Interpretive Summary: In addition to photosynthetic electron transport, a respiratory electron flow called chlororespiration occurs in the chloroplasts, which can be monitored by a transient rise in chlorophyll fluorescence after a light-to-dark transition. This process is dependent on the activity of a chloroplast membrane complex (NDH). In this study, we characterized an Arabidopsis thaliana mutant named pifi, which lacks a soluble stromal protein and the NDH-dependent chlorophyll fluorescence increase after a light-to-dark transition but possesses an intact NDH complex. The pifi mutant grows normally under low-light conditions but exhibits a greater sensitivity to photoinhibition and long-term mild heat stress than wild type plants. We conclude that PIFI is a novel component essential for chlororespiration and is likely to be involved in the NDH-mediated cyclic electron transport pathway in higher plants. This information will benefit scientists in better understanding the roles of chlororespiration and cyclic electron transport in plant metabolism.

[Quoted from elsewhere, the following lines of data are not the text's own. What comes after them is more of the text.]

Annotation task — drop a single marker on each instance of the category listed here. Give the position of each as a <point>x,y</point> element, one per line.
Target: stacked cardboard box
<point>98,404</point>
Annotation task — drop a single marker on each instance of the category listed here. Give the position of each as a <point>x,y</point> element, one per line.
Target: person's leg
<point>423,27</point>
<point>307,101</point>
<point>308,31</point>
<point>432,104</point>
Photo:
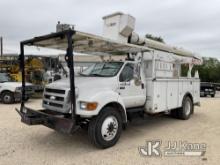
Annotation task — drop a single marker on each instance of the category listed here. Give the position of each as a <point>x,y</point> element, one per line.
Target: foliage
<point>209,71</point>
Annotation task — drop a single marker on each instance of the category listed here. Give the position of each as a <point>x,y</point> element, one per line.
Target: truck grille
<point>55,91</point>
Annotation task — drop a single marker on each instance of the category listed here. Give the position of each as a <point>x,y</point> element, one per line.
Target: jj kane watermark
<point>172,148</point>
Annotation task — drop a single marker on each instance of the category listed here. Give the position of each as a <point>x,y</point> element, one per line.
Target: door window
<point>127,73</point>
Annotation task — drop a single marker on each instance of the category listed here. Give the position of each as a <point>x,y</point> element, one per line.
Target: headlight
<point>90,106</point>
<point>18,89</point>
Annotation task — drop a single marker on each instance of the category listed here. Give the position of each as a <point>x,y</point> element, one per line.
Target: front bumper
<point>18,96</point>
<point>50,119</point>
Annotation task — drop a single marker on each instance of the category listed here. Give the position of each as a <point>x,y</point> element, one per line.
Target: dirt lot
<point>21,144</point>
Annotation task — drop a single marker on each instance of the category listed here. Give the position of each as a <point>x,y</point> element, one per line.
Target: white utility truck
<point>105,95</point>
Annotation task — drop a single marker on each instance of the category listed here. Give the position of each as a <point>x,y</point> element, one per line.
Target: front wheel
<point>187,109</point>
<point>105,129</point>
<point>7,97</point>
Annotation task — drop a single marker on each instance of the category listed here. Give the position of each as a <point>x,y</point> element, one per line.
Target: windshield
<point>106,69</point>
<point>5,77</point>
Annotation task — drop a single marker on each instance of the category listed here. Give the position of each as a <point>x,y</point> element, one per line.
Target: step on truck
<point>104,96</point>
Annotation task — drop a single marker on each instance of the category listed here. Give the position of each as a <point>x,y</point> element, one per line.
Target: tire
<point>7,97</point>
<point>98,130</point>
<point>26,99</point>
<point>186,110</point>
<point>174,113</point>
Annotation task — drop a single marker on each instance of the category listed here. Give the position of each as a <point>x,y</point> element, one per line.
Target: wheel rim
<point>7,98</point>
<point>109,128</point>
<point>187,107</point>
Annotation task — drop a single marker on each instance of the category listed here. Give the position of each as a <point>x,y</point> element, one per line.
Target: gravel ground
<point>21,144</point>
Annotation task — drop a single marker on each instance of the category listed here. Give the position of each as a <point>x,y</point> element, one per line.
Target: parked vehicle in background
<point>207,88</point>
<point>10,91</point>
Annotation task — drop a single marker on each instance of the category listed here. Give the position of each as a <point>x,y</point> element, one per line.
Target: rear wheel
<point>7,97</point>
<point>187,109</point>
<point>105,129</point>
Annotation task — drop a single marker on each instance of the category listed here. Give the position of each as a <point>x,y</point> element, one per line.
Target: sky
<point>190,24</point>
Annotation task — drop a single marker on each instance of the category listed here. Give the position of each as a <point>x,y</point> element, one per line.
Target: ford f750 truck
<point>106,94</point>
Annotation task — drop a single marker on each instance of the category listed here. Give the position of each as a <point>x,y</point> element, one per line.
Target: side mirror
<point>137,74</point>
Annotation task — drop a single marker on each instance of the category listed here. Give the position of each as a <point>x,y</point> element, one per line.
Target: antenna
<point>1,45</point>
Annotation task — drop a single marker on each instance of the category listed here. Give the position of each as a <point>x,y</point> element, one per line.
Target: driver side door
<point>133,94</point>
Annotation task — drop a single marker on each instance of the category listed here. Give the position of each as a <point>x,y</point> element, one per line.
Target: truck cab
<point>101,84</point>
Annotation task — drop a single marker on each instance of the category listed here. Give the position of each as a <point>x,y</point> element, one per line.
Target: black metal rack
<point>54,120</point>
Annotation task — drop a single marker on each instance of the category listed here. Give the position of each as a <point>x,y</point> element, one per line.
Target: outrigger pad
<point>48,118</point>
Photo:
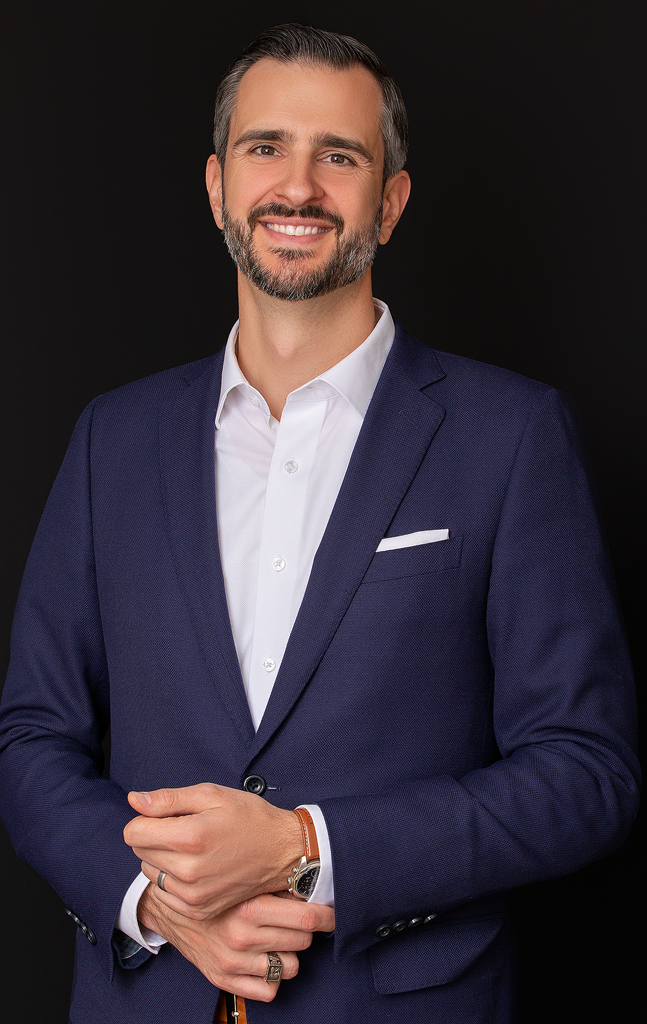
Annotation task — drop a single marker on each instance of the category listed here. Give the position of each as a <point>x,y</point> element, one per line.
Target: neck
<point>282,345</point>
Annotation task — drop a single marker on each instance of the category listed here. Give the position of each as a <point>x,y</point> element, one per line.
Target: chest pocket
<point>418,560</point>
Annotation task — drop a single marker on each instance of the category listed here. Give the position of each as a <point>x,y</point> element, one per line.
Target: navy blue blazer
<point>461,711</point>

Technical Abstract: A transient rise in chlorophyll fluorescence after a light-to-dark transition reflects non-photochemical reduction of the plastoquinone pool. This process is dependent on the activity of the chloroplast NAD(P)H-dehydrogease complex (NDH) which mediates electron flow from stromal reductants to the plastoquinone pool. In this study, we characterized an Arabidopsis thaliana T-DNA insertion mutant pifi (post-illumination chlorophyll fluorescence increase), which lacks the NDH-dependent chlorophyll fluorescence increase after a light-to-dark transition but possesses an intact NDH complex. The nuclear gene PIFI (At3g15840) containing the T-DNA insertion encodes a chloroplast-targeted protein localized in the stroma and is annotated as a protein of unknown function. The pifi mutant exhibited a lower capacity for thermal dissipation (NPQ) but similar PSII quantum efficiencies ( PSII) and a slight reduction in levels of the primary electron acceptor of PSII (1-qP) as compared with the wild type. The pifi mutant grows normally under low-light conditions but exhibits a greater sensitivity to photoinhibition and long-term mild heat stress than wild type plants, suggesting that PSI cyclic electron flow could be impaired. Impaired PSI cyclic electron flow was also indicated by a lower oxidation level of the photosystem I reaction center in the pifi mutant than wild type. We conclude that PIFI is a novel component essential for NDH-mediated non-photochemical reduction of the plastoquinone pool in chlororespiration and is likely to be involved in the NDH-mediated cyclic electron transport pathway in higher plants.